Ancak tank komutanı genç Teğmen, emrindeki askerlerimiz pes etmiyorlar, ağır yaralı olmalarına rağmen savaşmaya devam ediyorlar.
Ardından ikinci bir TOW ile daha vuruluyorlar. Birliğin tabur komutanı genç Teğmene ‘Tankı tahliye et’ emri veriyor. Ama o genç Teğmenin verdiği yanıt; tam da Türk Askerine yakışacak nitelikte oluyor:
‘Biz bırakırsak, arkada kimse sağ kalmaz.’
Tanktan çıkmıyorlar, o kelle avcılarıyla savaşmaya devam ediyorlar.
Sonra bir TOW daha isabet ediyor o kahramanların bulunduğu tanka… Ama yine savaşmaya devam ediyorlar. Ancak tankta atış imkânı kalmayınca; mürettebatın tamamı, yaralı olarak tahliye ediyor tankı.
Bitmedi…
Bu kahramanlığı izleyen diğer bir tankımız, bu tankımızın yanına yanaşıp, onların bıraktığı yerden görevi teslim alıyor, tankın komutanı da, genç bir Astsubayımız. O ve tanktaki Mehmetçiklerimiz, o alçaklar sürüsünü birliğinden uzak tutmak adına savaşmaya devam ediyor.
Ama O katiller sürüsü ellerinde bulunan ‘’USA yapımı tanksavar silahlarıyla’’, bu tankımızı da vuruyor…
Vurulan tankın terk edilmesi, yaralılarımızın tahliyesi için emir verilen tank komutanı genç Astsubayımızdan da aynı kararlı ses yükseliyor:
‘’Ben de ölürüm ama çıkmam.’’ Savaşa yaralı, yaralı devam ediyorlar…
Her iki tankımız da, tam beş tanksavar TOW silahıyla vuruluyor. Her bir TOW silahı da USA patentli…!
En nihayetinde, bu katiller sürüsüne ağır bir zayiat verdiriliyor, DEAŞ katilleri püskürtülüyor. Birliğin Tabur Komutanı ise şunları söylüyor:
‘Manzarayı görmeliydiniz.
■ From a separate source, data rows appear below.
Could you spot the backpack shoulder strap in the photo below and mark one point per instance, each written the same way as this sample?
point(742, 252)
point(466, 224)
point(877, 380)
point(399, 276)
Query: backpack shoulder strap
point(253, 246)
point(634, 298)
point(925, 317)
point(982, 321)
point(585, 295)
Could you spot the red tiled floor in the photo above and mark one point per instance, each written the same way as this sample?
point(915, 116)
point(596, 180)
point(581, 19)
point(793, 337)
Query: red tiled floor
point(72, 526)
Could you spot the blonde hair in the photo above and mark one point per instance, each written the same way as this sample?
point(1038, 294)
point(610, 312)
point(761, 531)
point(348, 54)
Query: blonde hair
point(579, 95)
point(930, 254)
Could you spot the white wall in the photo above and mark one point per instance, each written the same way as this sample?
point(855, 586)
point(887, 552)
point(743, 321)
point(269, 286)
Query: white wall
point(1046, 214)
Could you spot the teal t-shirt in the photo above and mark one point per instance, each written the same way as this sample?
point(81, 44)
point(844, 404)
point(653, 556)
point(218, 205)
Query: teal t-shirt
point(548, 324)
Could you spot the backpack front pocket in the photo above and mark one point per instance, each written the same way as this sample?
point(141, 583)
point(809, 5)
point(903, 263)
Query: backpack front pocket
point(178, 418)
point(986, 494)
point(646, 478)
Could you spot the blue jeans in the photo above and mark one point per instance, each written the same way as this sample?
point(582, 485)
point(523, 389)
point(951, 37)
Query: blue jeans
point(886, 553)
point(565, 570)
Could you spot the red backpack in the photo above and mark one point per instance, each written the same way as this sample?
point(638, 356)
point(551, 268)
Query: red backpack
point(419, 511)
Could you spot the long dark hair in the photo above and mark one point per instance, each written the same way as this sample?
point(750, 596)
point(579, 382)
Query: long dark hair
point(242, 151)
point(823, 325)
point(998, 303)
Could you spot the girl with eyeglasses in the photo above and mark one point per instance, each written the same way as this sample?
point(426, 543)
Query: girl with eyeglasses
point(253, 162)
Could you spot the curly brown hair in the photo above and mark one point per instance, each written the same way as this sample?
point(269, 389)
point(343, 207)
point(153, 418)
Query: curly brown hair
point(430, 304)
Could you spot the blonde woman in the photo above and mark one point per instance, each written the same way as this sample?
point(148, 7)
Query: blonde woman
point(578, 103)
DEAŞ’ın onlarca bombalı aracı, zırhlı araçları, canlı bombaları; bu iki tank ve içerisindeki bu kahramanlar sayesinde tamamen imha edildi.
Bir tane bile sağ kalan olmadı. 100’den fazla terörist, önümüzdeki düzlükte cansız yatıyor. Şehitlerimizin kanı yerde kalmadı.’’
2016’nın bitmesine 48 saat kala sınırlarımızdan kilometrelerce uzakta yaşanan bu olayda; Allaha şükürler olsun ki, şehidimiz yok, yaralı 10 askerimiz Kilis’te tedavi altında şimdi…
Gencecik bir Teğmen, genç bir Astsubay; emirlerindeki bir avuç Mehmetçikle, kendilerine verilen vatan görevini canları pahasına yerine getirerek; EL BAP’TA tarih sayfalarımıza yeni bir kahramanlık öyküsü daha kazıyorlar.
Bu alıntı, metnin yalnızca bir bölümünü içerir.